Let us take the example of examination/ test centers, that run an exam throughout the year, every day. Past one-year data shows – 30% of the candidates pass the exam and 70% fail the exam, all over India.
The Bangalore test center handles around 1000 candidates per month, whereas the Mysore center handles around 100 per month. Over the last one year, both centers have shown the same 30 pass: 70 fail ratio.
For the month of June 2010, one center has reported 38% pass and another has reported 29% pass. Which center (Bangalore or Mysore) is more likely (has a higher probability) to have reported 38%?
Well, Mysore is more likely to have the higher deviation from the average (+8%) than Bangalore (-1%), because Mysore, handling lesser candidates, has a lesser number of opportunities to “average out”. An easy way to figure this out is to take the case of a center that handles only 1 candidate. This center can have either 0% or 100% pass percentage; a -30% to +70% deviation from the average.
Let us now get back to the process performance baselines that we create and the way we do sub-process control. Here are some things that we need to keep in mind while creating, publishing and using baselines:
1) Baseline (mean and standard deviation) for a sub-process parameter (like coding productivity) will be different depending on whether we consider each the coding phase of each project as a data point, or we consider each program coded in each project as a data point. The standard deviation in the first case (large base) is likely to be smaller than the second case (small base).

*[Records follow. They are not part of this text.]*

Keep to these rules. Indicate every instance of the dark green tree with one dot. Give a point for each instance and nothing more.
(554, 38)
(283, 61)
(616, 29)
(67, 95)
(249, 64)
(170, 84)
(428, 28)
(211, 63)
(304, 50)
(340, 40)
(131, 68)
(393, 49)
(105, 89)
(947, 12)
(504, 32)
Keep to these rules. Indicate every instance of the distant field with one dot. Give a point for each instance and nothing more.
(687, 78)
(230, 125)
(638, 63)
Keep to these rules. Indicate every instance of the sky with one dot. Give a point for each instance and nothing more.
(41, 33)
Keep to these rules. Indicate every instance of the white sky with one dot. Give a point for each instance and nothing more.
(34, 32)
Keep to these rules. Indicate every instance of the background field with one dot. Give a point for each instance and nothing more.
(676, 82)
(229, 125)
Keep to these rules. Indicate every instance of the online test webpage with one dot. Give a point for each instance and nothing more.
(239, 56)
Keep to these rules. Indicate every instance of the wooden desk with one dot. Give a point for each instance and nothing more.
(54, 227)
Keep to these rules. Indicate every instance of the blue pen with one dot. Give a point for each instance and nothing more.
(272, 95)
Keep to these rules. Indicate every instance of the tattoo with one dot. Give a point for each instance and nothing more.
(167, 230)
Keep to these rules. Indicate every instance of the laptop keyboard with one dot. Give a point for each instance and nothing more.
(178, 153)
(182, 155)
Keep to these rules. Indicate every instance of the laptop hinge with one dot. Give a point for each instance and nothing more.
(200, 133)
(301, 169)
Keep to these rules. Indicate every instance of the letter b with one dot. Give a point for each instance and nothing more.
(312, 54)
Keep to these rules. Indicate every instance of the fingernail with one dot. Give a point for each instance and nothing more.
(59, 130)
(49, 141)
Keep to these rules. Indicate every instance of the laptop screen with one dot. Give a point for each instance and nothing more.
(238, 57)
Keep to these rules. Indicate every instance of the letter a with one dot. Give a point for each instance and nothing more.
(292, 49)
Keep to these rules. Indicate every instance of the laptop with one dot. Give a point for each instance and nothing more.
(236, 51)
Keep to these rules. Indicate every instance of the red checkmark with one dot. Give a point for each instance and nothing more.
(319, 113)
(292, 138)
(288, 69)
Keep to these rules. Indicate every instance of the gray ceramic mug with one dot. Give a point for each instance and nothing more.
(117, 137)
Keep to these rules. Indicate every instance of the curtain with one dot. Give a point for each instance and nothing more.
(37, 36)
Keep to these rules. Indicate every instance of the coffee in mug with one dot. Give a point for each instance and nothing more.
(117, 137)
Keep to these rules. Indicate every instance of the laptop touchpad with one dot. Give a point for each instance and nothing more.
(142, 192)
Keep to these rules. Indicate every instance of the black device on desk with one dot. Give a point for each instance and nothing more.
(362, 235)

2) When we publish performance baseline data, we need to qualify it with the level of detail at which it applies.
3) When we use the baseline data to do sub-process control, it needs to be applied to the same level of detail. So, to do sub-process control on program level coding productivity, we need to use the baseline that was created using programs as data points (not each project as a data point).
4) Baselines need to be created using similar situations of the base data. For example, we cannot combine the coding productivity on large programs with the productivity on small programs. Even if the average/ mean remains the same, the standard deviation will be higher when we take data from a smaller base as against a larger base.
The above points are not just “nits” but have an impact of the usefulness of baselines and sub-process control. Incorrect usage of baselines leads to incorrect displays of process instability / stability.